On the bright side I get to have a couple extra days at the gym and get to enjoy a few more good meals before I part with my stomach and a bit more time to finish the blanket I am making for my daughter. We had a nice weekend away at Lake Louise; ate some amazing food in Banff (hot rock cooking and fondue at The Grizzly House) and in the village of Lake Louise for breakfast at the Hostel. This weekend we are planning on cooking a turkey for Easter, and being able to have company is nice and will help to keep my mind off of what is ahead.  The next 2 weeks will sure be busy trying to get together with friends for a drink and some food, and to just enjoy the time together.

I can never say enough about how much my significant other has supported me through this; I know this isn’t easy on him and we definitely have been struggling here and there but we pull it together and work as a team after a brief period of weakness. He’s awesome at helping me talk through my emotions; and work things out. I am so thankful to have him here!

Well goodnight all, take care and all the best until next time.

One Month

Wow, the last 6 weeks have flown by and I cannot believe that surgery is a month away.  A lot has been going on in the last six weeks.  I have started going to the gym for circuit training.  Seeing amazing results every where…except my tummy where I really need it.  Guess I better work on the abs a bit more, but it has definitely helped with my mind set and being happier.

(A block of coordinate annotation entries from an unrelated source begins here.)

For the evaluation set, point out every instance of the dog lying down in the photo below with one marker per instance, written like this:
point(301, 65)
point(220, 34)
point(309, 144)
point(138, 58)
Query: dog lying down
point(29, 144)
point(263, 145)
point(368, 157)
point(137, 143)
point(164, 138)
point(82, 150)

Rob and I are planning on going to the beautiful Rocky Mountain area of Banff/Lake Louise for the weekend at the end of the month. It looks like it may be a while before we get out for a weekend again so might as well take advantage of it now. I am excited to go because I’ve been but it has been a very long time, and I look forward to the scenery.

The weather is starting to get really nice here, above average temperatures and close to record highs, we’ve had so much nice weather the tulips and iris’ are coming up. I need to also start getting the zucchinis and some flowers started inside to prepare for planting in May. I can’t wait to get out there and be able to enjoy the weather and getting back to doing what I love. My daughter is going to play baseball this year which I am excited for because Rob and I are both ball junkies, plus Rob is going to coach the team. I am looking forward to watching her play, and hopefully this helps to keeps her mind occupied.

Only 3 more working weeks as I took a week off to do some Spring cleaning before this little disruption. Going to have some me time and some time for Chloe and I to spend together. I am very much looking forward to our couple of days together.

Right now we are just trying to keep busy, get into good habits, enjoy the weather and not think about surgery. Live each day and don’t worry about tomorrow, embrace the now!

Have a wonderful weekend and our thoughts are with each and everyone of you to stay happy and healthy each day!